Apparently I care more about why this kid was murdered than you do. You know, why isn’t a member of, you know — why didn’t they offer a reward? Julian Assange did. You know, why is a case that is not open and shut being treated as open and shut?
Did Seth Rich have a computer? And if he did, where is it? And I think that perhaps all of you that are saying these things, you might regret it when more information comes out. I’ll take your apology whenever you’re willing to give it. And by the way, Twitter can mock away. Go right ahead.
I hope and pray — I pray for this kid, this family, but I don’t believe this story about robbery for one second, and I don’t like being lied to. And the family shouldn’t like being lied to, that’s their business, I pray for them.

On Hannity’s TV show on Thursday night, he hosted Jay Sekulow, a conservative lawyer with his own talk show. Despite having zero connection or firsthand knowledge of the Rich case, Sekulow nonetheless felt entitled to make wild accusations like this:

It sure doesn’t look like a robbery, it looks like a murder, and I haven’t seen the files, you haven’t seen the files, but there’s one thing this undercuts, I think, is — I think this whole Russian argument is subterfuge for reality.

Rich’s family has asked Fox News to apologize for the network’s reckless coverage of their son’s murder, and people are calling on advertisers to boycott Fox 5 for publishing Wheeler’s comments:

But it’s a safe bet that Hannity and other right-wing fever swamp dwellers will never apologize to Rich’s family for the undue pain they have caused them.

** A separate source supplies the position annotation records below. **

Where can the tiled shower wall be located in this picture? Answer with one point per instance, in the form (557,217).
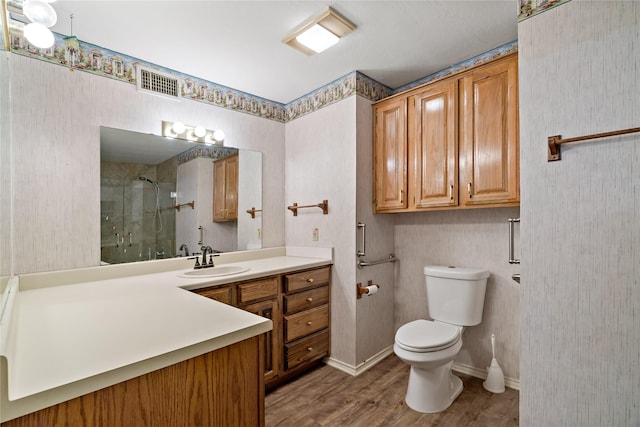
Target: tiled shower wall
(580,303)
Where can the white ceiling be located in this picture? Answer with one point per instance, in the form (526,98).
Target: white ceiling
(238,43)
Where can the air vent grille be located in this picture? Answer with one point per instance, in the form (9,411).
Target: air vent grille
(160,83)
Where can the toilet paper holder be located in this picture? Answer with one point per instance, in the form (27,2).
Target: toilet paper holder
(368,290)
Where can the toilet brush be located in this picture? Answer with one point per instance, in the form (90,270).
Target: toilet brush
(495,378)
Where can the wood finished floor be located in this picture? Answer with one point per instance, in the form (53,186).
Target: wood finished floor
(328,397)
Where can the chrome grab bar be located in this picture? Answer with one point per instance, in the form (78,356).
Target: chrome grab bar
(362,226)
(392,258)
(512,260)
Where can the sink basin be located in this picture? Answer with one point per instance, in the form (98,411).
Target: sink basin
(221,270)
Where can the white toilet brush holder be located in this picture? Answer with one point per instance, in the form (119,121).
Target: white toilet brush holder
(495,378)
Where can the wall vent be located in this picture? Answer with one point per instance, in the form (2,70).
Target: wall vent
(156,82)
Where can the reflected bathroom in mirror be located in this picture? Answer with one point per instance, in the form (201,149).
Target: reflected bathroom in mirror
(157,196)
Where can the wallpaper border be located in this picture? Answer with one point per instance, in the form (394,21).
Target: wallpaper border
(78,55)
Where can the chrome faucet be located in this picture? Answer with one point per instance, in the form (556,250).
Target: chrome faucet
(184,248)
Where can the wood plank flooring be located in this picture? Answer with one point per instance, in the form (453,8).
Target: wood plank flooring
(328,397)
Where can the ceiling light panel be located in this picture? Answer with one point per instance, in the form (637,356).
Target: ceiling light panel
(329,26)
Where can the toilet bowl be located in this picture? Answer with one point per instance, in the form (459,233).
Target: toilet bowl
(456,299)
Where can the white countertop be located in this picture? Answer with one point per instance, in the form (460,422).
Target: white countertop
(71,339)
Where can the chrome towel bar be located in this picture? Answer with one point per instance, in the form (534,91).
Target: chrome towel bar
(362,263)
(512,260)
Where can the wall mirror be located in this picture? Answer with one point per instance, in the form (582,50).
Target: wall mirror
(157,197)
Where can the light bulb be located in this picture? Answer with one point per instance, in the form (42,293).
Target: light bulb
(40,12)
(218,135)
(199,131)
(38,35)
(178,128)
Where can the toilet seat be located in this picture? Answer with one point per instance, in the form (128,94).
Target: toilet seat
(424,336)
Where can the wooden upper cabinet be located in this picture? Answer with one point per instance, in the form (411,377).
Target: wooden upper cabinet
(452,144)
(390,155)
(433,146)
(225,189)
(489,141)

They are, at their essence, people without shame, more concerned with agitating their audiences than displaying any modicum of humanity.

The Rich story has been a singularly repulsive example of how the conservative media in general, and Fox News specifically, behaves in a vacuum of political grievances. Donald Trump is in the White House. Paul Ryan is Speaker of the House. Mitch McConnell is Senate Majority leader. Republicans control the vast majority of governors’ mansions and state legislatures in the country. Hillary Clinton and Barack Obama have all but gone into the Witness Protection Program for Democrats, also known as the speaking circuit.

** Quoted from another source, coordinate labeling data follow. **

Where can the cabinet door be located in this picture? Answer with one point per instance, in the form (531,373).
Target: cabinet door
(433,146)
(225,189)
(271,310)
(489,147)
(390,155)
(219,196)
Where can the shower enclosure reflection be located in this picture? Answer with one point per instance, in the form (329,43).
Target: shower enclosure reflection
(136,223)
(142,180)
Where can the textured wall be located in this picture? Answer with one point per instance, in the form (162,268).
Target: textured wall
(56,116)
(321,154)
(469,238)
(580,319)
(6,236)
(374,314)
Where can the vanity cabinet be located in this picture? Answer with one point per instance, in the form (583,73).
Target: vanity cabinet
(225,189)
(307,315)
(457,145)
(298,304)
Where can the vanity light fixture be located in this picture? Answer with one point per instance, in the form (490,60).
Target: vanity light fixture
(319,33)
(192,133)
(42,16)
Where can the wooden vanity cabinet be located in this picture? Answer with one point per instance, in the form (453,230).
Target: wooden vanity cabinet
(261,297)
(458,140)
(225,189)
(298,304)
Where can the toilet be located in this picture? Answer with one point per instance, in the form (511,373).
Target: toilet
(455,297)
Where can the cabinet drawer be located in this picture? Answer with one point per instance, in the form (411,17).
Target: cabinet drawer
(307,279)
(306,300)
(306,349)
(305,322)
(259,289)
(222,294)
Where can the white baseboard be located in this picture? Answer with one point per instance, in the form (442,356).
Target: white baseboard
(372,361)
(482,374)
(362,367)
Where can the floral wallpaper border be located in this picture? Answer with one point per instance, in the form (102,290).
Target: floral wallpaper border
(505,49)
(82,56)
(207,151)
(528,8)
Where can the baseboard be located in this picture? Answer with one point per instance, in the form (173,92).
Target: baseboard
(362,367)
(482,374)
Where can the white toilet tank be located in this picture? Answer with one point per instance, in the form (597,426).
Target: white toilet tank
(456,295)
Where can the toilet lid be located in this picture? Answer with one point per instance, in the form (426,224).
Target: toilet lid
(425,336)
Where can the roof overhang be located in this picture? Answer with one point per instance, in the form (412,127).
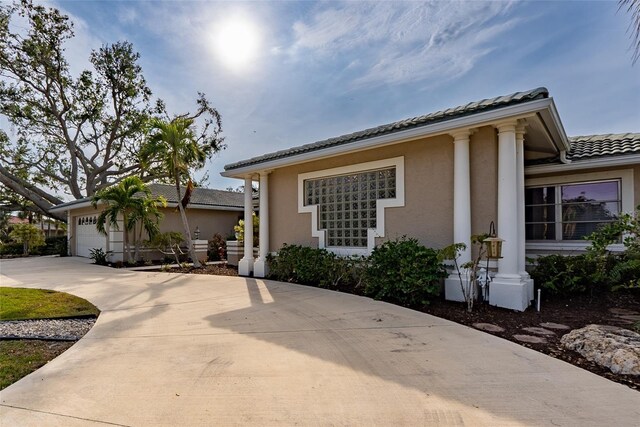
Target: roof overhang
(83,203)
(599,162)
(544,109)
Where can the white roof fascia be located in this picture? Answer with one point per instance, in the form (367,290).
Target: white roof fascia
(556,120)
(67,207)
(86,204)
(208,207)
(633,159)
(473,120)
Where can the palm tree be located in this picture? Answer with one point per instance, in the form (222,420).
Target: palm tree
(149,216)
(174,145)
(124,199)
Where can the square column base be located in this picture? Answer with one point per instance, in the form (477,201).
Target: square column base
(530,288)
(452,289)
(260,268)
(512,293)
(245,267)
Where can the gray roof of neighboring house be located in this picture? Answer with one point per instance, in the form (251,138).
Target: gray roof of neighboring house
(201,197)
(597,146)
(415,122)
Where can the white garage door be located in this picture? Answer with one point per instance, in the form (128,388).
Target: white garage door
(87,236)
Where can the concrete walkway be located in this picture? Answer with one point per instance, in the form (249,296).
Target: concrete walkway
(203,350)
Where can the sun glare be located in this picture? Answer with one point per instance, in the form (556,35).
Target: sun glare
(236,43)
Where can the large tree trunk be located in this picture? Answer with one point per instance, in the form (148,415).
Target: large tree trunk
(40,199)
(187,232)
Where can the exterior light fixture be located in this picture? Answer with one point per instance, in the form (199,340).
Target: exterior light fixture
(494,243)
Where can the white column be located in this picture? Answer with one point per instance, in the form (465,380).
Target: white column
(461,210)
(507,201)
(245,266)
(462,194)
(261,268)
(508,289)
(522,251)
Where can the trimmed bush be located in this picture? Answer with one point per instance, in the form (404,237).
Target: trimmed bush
(217,248)
(405,272)
(316,267)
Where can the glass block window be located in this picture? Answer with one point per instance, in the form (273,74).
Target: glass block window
(347,204)
(570,211)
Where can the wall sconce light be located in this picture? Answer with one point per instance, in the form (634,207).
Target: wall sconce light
(494,243)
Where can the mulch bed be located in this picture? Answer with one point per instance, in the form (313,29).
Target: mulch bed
(574,312)
(215,269)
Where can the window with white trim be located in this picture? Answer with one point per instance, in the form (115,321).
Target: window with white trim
(347,204)
(570,211)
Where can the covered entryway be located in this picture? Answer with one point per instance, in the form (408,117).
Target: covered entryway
(87,236)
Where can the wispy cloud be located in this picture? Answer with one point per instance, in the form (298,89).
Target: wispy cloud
(401,42)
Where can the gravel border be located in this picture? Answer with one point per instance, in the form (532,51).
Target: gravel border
(46,329)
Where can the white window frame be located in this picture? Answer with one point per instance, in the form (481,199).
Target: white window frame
(626,195)
(381,204)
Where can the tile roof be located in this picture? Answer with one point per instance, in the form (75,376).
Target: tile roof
(415,122)
(200,197)
(597,146)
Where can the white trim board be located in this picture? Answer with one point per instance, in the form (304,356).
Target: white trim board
(381,204)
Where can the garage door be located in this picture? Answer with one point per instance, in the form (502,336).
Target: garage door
(87,236)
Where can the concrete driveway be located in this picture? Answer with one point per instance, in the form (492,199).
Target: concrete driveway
(173,349)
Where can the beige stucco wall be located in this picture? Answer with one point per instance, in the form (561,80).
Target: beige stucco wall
(428,211)
(209,221)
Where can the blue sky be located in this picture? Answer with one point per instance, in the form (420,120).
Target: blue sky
(322,69)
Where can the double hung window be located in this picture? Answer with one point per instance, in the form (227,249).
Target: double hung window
(571,211)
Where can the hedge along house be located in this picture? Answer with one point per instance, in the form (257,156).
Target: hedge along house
(442,177)
(209,212)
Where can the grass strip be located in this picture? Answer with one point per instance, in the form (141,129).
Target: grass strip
(20,358)
(25,304)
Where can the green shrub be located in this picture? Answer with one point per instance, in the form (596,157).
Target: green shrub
(405,272)
(99,256)
(572,275)
(11,248)
(317,267)
(300,264)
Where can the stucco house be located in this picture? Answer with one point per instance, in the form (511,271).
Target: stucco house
(442,177)
(210,211)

The GOP holds near-absolute power, which is why conservative media has been casting about for a scapegoat to justify their grievance politics and their apocalyptic style of broadcasting. Seth Rich, to ghouls like Hannity, is not a victim of a tragedy, with a family, so much as an ideal bit of stimuli for the conservative media’s paranoid target audience. The idea of a vast conspiracy involving Clintonland, the mainstream media and the Deep State is too delicious to refuse—grieving friends and family be damned.

Sean: Keep Seth Rich’s name out of your mouth, and kindly fuck off forever, you absolute ghoul.